User-centric security begs for process overhaul. Read more.

Craig Richard, IT director for NaviMedix, a Cambridge, Mass., company that manages electronic communications among health insurers and physicians, gets it. "You may have a port with access to parts of the network that should be protected. But someone could easily plug a device into that port and have that same level of access, even if they weren't authorized to have it. Access needs to tie directly to the user," he says.

Mobility has forced the issue. In the past, ports and IP addresses were reasonable proxies for identities, says Andreas Antonopoulos, a partner at Nemertes Research and Network World "Security Risk and Reward" columnist. "I [once] had a Solaris workstation that weighed 300 pounds and was connected to the network by an Ethernet coaxial cable as thick as my thumb. My mobility was rather limited, and my IP address literally did not change once in three years. So, there was a very direct association between IP address and user," he says.

That has all changed because the types of devices people use and the ways they connect to the network are so varied. "The IP address of my BlackBerry changes every few hours, and the IP address on my laptop changes depending on if I'm using Wi-Fi, 3G, a LAN, a VPN or whatever," Antonopoulos says. "The IP address has become very transient. You might have a dozen users using the same IP address during the period of one day."

That transience is a nightmare for network security teams, especially when they investigate incidents or demonstrate compliance. In either case, being able to link an IP address in a log to a specific user is highly desirable if not outright necessary.

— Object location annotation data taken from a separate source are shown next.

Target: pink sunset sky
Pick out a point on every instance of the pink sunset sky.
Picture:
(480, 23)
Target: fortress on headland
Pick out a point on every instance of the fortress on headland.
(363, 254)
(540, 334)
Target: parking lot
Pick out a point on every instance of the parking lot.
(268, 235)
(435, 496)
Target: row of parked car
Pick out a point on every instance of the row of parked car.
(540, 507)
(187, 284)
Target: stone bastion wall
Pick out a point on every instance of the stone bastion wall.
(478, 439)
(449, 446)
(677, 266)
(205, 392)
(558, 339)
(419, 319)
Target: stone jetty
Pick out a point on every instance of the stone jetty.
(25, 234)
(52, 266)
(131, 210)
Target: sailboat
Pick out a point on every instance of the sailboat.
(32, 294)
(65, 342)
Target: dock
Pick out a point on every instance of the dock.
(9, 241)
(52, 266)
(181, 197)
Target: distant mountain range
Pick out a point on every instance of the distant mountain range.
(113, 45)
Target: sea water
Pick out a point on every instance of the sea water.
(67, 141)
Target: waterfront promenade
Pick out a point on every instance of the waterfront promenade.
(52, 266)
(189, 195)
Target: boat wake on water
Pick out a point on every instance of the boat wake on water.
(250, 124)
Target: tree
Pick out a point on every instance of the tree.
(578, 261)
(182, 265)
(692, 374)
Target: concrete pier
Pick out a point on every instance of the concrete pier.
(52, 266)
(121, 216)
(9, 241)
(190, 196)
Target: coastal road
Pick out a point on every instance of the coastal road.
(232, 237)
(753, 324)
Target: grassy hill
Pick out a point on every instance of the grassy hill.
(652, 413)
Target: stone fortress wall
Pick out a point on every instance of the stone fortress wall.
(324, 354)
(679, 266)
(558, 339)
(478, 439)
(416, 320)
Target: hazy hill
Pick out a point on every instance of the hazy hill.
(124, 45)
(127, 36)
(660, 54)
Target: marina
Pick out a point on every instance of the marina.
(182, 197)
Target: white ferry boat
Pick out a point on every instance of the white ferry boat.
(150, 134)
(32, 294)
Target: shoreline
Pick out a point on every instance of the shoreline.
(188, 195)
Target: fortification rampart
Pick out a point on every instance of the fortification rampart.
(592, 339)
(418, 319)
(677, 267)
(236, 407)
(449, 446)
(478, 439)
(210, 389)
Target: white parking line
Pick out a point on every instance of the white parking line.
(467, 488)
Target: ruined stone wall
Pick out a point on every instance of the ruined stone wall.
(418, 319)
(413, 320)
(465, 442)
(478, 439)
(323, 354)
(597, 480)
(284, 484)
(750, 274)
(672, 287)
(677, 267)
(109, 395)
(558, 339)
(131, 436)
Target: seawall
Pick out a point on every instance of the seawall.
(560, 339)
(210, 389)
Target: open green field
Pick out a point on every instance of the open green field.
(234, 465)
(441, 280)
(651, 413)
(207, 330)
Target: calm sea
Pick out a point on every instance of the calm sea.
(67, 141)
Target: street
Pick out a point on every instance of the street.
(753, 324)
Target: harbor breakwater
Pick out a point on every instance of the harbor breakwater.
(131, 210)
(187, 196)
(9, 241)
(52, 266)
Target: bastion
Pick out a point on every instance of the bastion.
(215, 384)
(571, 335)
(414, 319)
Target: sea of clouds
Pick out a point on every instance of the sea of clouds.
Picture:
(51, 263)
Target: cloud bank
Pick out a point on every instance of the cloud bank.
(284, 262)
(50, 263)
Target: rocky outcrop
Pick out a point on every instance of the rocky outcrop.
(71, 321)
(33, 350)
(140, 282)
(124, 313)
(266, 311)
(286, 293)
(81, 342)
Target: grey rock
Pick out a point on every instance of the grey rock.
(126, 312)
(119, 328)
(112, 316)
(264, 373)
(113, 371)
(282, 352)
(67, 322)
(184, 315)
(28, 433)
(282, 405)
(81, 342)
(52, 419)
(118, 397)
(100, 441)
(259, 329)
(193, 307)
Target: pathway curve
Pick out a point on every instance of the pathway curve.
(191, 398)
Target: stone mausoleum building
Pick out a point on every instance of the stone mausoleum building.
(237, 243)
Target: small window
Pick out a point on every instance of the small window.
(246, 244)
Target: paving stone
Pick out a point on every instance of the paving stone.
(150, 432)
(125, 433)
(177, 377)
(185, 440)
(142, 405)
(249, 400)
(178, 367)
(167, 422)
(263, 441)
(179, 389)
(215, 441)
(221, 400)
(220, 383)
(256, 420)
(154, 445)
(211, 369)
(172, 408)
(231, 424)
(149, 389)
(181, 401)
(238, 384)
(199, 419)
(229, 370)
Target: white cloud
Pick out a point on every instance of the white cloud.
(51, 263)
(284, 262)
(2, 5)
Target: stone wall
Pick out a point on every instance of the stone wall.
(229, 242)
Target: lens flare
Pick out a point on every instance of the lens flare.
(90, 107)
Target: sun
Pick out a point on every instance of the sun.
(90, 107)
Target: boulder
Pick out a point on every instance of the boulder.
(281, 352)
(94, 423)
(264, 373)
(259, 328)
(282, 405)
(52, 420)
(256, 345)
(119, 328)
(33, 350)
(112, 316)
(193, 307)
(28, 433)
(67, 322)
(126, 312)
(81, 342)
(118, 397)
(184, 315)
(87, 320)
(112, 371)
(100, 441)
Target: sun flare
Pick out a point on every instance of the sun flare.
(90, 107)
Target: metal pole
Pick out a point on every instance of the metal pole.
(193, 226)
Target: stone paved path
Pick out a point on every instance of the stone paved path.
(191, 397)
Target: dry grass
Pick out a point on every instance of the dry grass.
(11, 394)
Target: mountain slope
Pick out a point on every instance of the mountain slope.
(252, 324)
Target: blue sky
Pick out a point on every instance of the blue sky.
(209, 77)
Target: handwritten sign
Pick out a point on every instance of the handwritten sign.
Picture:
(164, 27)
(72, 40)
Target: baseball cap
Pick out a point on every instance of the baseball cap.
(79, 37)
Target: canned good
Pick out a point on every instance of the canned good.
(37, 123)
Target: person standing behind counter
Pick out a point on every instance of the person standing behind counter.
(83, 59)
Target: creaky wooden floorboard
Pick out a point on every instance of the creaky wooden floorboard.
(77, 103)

"If you're lucky, you have a DHCP server that keeps good logs of who got which IP address when," Antonopoulos says. "And if you're really lucky, that DHCP server is properly time-synchronized to an atomic clock or [network time protocol] source so those logs can be correlated. And if you're even luckier, all of your other logs sync to the same source. Then you can say that this IP address accessing this application at this second was issued to this user, on this media access control-addressed machine. It's not easy," he says. (See "SIEM: Finding the proverbial needle,")

Getting there

Fortunately, security tools are evolving beyond the simple IP address and IP port focus, and increasingly are becoming more user-centric, working their way slowly up the Open Systems Interconnection stack. Network-access control (NAC) is the primary transportation for this move. Depending on the vendor, NAC handles everything from Layer 2 endpoint security to access control, ID management and behavior-based monitoring at Layer 7 - which all rely on a user's identity and role in the organization. Most of the marketing thunder surrounds such big-name tools as Microsoft's Network Access Protection and Cisco's Network Admission Control; many other NAC flavors offer their own slants on solving the problem. (Compare NAC products.) 

Enterprise interest is plentiful. In a recent Network World survey, 63% of 483 reader respondents said they consider NAC either an important or extremely important piece of their enterprise security plans. Forty-eight percent of respondents have deployed NAC products, while another 11% expect to do so within the next 12 months. NaviMedix is in the former category.

For user-centric security, it uses Bradford Networks' NAC Director, a policy-based appliance. NAC Director works with a company's LAN switches to manage individuals' identities by associating them not only with IP and media access control addresses, but also the individuals' roles in the company and the applications they are authorized to use.

Because NAC Director focuses on identity, it eliminates the problem of insecure ports. "When everything is tied to a user account and identity, it's far easier to secure," NaviMedix's Richards says. "No valid user account, no access. And that means zero possibility for unauthorized users to get to the protected parts of the network."

In addition, NAC Director integrates with Microsoft's Active Directory service, which NaviMedix uses. This integration lets the firm base application access on Active Directory group membership using virtual LANs. "With the VLANs, only certain individuals and departments can get to certain parts of the network," Richards says. "Together, NAC and Active Directory grant authorized individuals access to their data wherever they are in the company. Their VLANs follow them, so they get what they're supposed to get based on who they are. And they get proper access, no matter where they login or what device they use."